Medicinal Action and Uses: The crude drug is rarely used, its virtues being due to the alkaloid, Pilocarpine. It is antagonistic to atropine, stimulating the nerve-endings paralysed by that drug, and contracting the pupil of the eye. Its principal use is as a powerful and rapid diaphoretic, the quantity of sweat brought out by a single dose being as much as 9 to 15 OZ. It induces also free salivation and excites most gland secretions, some regarding it as a galactagogue.
Jaborine, of which there is a small quantity in the leaves, resembles atropine, and is antagonistic to pilocarpine, so that an impure pilocarpine may vary largely in effect.
Jaborandi may irritate the stomach and cause vomiting and nausea, as may pilocarpine, even when given as a subcutaneous injection, but these symptoms yield to morphine.
It is useful in psoriasis, prurigo, deafness depending on syphilitic disease of the labyrinth, baldness, chronic catarrh, catarrhal jaundice, tonsillitis, and particularly dropsy. Probably it is most popularly known in preparations for the hair. In small doses it quenches thirst in fever or chronic renal diseases.
It is contra-indicated in fatty heart or pleurisy.

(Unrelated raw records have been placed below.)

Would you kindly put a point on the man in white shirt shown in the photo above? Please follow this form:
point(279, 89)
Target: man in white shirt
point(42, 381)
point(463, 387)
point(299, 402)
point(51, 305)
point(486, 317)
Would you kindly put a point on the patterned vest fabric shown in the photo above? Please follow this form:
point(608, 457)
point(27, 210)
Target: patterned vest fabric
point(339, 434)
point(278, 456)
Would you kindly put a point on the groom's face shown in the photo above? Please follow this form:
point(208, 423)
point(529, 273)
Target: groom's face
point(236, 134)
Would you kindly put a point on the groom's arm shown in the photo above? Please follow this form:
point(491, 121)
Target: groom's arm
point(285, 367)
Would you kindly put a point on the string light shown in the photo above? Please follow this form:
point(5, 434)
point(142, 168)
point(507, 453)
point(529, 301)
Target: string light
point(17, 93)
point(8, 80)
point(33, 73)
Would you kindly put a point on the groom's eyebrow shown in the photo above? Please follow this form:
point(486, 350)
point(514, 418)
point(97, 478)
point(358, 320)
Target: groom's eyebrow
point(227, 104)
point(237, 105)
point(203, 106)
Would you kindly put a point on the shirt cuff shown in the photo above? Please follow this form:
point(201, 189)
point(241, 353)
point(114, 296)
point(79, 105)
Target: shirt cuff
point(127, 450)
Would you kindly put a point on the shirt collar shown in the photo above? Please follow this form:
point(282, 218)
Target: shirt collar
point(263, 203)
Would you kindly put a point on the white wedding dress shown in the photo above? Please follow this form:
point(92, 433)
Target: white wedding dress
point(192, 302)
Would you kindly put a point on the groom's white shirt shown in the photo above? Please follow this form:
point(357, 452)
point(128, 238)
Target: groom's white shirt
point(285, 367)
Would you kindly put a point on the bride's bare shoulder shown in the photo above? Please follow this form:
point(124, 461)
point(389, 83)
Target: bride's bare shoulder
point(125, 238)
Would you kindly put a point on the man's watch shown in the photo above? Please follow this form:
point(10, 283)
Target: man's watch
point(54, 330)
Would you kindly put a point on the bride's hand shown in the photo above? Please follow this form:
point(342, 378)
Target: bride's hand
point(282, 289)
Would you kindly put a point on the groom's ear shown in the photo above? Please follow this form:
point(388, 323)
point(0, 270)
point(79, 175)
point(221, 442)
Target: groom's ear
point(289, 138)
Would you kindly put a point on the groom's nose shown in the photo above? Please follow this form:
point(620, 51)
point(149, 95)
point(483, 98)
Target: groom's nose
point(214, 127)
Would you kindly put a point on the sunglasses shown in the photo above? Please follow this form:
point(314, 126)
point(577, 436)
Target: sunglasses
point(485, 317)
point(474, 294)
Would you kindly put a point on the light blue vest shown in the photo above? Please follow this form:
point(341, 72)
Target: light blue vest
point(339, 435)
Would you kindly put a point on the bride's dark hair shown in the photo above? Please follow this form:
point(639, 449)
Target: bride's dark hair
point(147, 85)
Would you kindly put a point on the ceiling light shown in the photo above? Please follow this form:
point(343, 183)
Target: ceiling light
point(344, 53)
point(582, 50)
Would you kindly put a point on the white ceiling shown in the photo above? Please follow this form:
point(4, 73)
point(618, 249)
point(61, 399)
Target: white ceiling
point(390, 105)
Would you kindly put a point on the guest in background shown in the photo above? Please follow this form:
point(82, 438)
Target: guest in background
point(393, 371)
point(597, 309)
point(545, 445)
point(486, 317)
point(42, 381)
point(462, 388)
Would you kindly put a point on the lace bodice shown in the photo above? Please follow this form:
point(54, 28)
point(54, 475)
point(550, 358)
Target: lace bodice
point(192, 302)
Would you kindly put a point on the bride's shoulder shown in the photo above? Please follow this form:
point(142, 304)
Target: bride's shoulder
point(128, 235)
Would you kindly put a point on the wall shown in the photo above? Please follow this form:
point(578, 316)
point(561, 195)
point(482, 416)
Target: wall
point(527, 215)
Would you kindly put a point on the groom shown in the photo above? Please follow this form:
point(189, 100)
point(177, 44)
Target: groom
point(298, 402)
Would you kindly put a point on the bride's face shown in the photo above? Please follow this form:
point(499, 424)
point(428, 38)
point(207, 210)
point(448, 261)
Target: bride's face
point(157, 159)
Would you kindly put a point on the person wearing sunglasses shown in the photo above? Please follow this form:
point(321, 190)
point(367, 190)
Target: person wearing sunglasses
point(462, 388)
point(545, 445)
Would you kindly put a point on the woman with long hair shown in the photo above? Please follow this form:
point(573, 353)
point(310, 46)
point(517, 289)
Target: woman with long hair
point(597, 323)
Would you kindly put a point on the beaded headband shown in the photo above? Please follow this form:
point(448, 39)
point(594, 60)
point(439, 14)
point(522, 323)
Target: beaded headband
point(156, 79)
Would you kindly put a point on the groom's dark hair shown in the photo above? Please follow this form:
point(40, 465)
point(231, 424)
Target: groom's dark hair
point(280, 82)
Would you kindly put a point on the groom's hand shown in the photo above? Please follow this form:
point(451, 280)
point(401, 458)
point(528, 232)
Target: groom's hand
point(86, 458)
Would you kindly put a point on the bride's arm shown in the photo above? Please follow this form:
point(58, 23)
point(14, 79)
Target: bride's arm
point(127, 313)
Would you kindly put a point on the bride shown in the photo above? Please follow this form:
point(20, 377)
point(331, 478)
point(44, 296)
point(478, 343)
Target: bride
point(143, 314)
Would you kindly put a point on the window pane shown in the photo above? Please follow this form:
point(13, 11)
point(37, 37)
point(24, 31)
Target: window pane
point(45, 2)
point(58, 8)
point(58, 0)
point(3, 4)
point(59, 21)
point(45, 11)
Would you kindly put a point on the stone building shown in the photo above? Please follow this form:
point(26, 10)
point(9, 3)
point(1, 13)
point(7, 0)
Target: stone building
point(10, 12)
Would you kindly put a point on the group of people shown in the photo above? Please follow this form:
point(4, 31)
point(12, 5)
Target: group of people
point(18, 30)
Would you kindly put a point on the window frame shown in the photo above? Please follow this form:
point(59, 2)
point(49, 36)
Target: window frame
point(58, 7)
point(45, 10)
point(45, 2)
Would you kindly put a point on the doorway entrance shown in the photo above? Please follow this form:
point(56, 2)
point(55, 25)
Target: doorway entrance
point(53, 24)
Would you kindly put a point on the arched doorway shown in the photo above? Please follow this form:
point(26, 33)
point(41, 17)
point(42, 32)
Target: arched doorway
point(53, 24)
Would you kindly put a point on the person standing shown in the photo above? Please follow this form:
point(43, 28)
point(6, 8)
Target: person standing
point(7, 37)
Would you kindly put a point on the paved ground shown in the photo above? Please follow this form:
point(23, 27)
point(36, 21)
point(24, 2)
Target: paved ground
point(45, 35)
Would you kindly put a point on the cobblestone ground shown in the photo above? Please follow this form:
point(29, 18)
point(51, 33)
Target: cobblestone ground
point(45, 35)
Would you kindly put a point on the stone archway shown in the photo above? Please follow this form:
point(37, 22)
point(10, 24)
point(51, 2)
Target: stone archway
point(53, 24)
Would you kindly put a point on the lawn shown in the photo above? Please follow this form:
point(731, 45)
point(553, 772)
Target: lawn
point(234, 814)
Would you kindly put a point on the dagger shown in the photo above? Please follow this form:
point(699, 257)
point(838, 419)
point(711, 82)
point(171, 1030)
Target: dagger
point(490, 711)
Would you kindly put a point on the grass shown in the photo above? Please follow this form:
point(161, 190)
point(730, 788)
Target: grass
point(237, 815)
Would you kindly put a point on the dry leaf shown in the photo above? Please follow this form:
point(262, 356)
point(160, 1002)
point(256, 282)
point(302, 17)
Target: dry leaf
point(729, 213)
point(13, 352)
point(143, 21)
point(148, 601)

Dosages: Of Powdered leaves, 5 to 60 grains. Of Pilocarpine, 1/20 to 1/4 grain. Of Pilocarpine Nitrate, 1/20 to 1/4 grain. Of Fluid extract, B.P., 10 to 30 drops. Of Tincture, B.P., 1/2 to 1 drachm.
Poisons with Antidotes: An overdose may cause flushing, profuse sweating and salivation, nausea, rapid pulse, contracted pupils, diarrhoea, and even fatal pulmonary oedema. The stomach should be emptied and a full dose of atropine given.
P. pennatifolius, or P. pinnatus or P. simplex, inhabits Southern Brazil and Paraguay. The leaves are paler than the official ones, and contain little alkaloid. They are sometimes known as 'Paraguay Jaborandi.'
P. Selloamus, a variety of the above, with fleshier leaflets, yields Rio Janeiro Jaborandi. It was formerly official in the United States.
P. trachylophus, with smaller leaves, gives Ceara Jaborandi. It grows in Northern Brazil.
P. spicatus, giving Aracati Jaborandi, has simple lanceolate leaves said to have a high percentage of alkaloid.
P. racemosus of the West Indies, including a good percentage of alkaloids, yields Guadeloupe Jaborandi.
Substitutes: Logwood leaves have been substitutes for Paraquay Jaborandi under the name of 'Feuilles de Bois d'inde.'
Leaves of Tunatea decipiens, or Swartzia decipiens are often mixed in parcels of P. microphyllus.